The first part of this article was mostly me whining about the problems associated with mapping change. This part focuses on solutions.
One of the fundamental principles introduced earlier was the idea that we need to account for “allowable error” in the data. We can’t just ignore it and hope for the best.
The figure below demonstrates how two different datasets measuring the same flat surface can not only give different results, but they can both be “accurate”. Dataset #2 is clearly “more accurate” but that doesn’t mean Dataset #1 is wrong. Note that NEITHER dataset offers the “true” location of the surface. Each provides an accurate measurement within the specifications of the respective dataset.
If these two datasets were collected 10 years apart and we simply compared them directly, the assumption would be that the “measured difference” represents some sort of change.
Which, of course…would be wrong.
Whether the measurements are made at the same time by different tools, or are separated by months or years, the surface is still unchanged. So how do we reconcile this? Especially if we know that at least some change has occurred?
Unfortunately for us, and for the well–wishing uninitiated, we can only see change if it’s larger than the accuracy limits of the data.
Any measured differences between the two surfaces shown above that is less than the allowable error in the data cannot be distinguished from the possible error. So those differences must be considered part of the normal and acceptable variability in each dataset, and not due to actual changes in the landscape. This is true even if we KNOW there have been changes in the landscape. In order to say for certain that any measured differences are due to change, those differences must exceed the allowable error.

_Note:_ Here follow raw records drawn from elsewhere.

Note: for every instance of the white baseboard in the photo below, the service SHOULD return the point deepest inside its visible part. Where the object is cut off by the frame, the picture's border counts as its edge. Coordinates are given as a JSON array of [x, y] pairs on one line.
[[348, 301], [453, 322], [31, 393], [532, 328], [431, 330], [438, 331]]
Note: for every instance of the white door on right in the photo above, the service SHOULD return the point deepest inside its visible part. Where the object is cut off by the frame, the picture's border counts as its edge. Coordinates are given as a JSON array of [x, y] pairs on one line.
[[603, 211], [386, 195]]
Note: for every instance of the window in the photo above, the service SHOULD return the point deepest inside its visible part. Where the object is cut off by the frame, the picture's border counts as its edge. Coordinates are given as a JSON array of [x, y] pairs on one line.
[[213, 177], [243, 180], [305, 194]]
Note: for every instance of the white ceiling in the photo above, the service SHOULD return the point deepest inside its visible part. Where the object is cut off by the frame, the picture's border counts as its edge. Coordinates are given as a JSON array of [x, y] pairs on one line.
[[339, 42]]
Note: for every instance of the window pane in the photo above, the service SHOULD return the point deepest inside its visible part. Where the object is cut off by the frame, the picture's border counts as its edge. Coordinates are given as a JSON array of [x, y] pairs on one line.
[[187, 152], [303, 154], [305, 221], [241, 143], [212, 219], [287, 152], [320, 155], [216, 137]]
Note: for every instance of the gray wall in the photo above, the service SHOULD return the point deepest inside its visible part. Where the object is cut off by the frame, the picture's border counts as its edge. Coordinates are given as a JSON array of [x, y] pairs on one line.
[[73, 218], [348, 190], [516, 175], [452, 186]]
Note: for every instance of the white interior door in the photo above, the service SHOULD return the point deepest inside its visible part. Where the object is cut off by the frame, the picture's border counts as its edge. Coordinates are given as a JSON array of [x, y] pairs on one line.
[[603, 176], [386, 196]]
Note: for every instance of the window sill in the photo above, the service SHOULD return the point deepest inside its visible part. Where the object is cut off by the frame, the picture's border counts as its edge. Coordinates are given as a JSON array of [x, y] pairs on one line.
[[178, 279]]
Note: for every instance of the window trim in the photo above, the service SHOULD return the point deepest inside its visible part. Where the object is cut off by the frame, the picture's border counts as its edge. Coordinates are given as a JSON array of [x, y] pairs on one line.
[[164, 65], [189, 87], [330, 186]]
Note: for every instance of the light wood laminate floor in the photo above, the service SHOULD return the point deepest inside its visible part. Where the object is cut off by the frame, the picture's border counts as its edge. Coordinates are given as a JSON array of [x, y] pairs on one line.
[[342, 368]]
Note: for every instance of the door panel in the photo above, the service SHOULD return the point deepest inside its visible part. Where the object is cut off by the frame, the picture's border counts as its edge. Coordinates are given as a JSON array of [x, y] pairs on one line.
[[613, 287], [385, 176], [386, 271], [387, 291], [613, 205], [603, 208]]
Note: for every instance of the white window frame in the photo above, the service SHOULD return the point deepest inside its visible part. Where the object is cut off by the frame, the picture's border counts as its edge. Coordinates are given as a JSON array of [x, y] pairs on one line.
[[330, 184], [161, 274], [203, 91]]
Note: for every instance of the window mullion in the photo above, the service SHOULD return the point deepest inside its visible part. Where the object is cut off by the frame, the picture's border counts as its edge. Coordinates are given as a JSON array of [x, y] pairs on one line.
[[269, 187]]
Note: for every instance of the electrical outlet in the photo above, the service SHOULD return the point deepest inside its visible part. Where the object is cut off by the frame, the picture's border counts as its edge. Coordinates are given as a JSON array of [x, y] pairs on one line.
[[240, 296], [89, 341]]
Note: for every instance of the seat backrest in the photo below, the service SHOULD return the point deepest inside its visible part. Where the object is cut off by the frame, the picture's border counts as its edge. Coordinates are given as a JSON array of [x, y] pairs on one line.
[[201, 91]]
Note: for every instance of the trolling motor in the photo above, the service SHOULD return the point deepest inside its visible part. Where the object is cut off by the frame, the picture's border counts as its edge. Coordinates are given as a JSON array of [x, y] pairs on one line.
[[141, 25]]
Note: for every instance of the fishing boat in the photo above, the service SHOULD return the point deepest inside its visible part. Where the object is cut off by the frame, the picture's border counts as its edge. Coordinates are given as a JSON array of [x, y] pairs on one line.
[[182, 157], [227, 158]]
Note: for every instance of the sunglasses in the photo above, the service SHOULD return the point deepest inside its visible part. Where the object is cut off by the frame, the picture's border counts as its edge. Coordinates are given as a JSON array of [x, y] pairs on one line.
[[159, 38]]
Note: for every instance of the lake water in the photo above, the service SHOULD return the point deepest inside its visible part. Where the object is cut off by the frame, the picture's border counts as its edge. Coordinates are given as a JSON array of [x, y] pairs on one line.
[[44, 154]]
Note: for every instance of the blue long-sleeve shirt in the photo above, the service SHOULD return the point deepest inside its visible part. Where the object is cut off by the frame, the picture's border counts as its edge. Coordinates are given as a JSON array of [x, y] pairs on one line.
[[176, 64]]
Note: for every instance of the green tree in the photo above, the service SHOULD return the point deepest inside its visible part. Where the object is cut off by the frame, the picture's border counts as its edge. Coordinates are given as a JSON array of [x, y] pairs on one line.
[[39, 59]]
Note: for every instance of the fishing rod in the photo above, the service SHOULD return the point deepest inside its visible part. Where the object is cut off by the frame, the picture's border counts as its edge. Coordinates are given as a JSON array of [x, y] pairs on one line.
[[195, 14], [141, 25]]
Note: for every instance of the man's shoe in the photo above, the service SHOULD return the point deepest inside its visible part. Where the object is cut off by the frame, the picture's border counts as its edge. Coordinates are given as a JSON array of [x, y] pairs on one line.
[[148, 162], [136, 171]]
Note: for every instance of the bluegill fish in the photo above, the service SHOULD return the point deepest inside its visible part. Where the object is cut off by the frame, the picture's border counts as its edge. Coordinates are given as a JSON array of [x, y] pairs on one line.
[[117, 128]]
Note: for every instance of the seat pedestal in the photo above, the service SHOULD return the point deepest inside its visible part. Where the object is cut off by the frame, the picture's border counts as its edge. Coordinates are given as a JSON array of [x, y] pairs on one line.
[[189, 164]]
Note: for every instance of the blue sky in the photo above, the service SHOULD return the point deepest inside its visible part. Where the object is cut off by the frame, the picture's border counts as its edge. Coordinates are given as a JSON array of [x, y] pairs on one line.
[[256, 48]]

Horizontal Error Impacts Vertical Error
And of course, not all terrain is completely flat! Slight horizontal shifts between two elevation surface models will result in apparent vertical differences, even if the original vertical error were theoretically zero. So horizontal error, even within acceptable ranges, can add to the vertical error. The additional vertical error can be calculated using basic trig:
y = x (tan α)
x = allowable horizontal error,
y = calculated potential vertical error, and
α = slope in radians
In flat areas, where α is really small, the added vertical error is effectively zero. In steep terrain, the impact of horizontal error on vertical error is potentially much more problematic.
So where do we start? The latest ASPRS accuracy standards (ASPRS 2014) align the old National Map Accuracy Standard (NMAS 1947) to new vertical and horizontal accuracy classes. They also establish a relationship between the resolution of the data (pixel size, or cell size) and horizontal accuracy. For example, the BEST horizontal accuracy that can be obtained on any image (or raster) is equivalent to one pixel, or one cell. Anything smaller than that (sub-pixel) is impossible to measure. As a general rule, the practical limit of horizontal accuracy is more like two pixels.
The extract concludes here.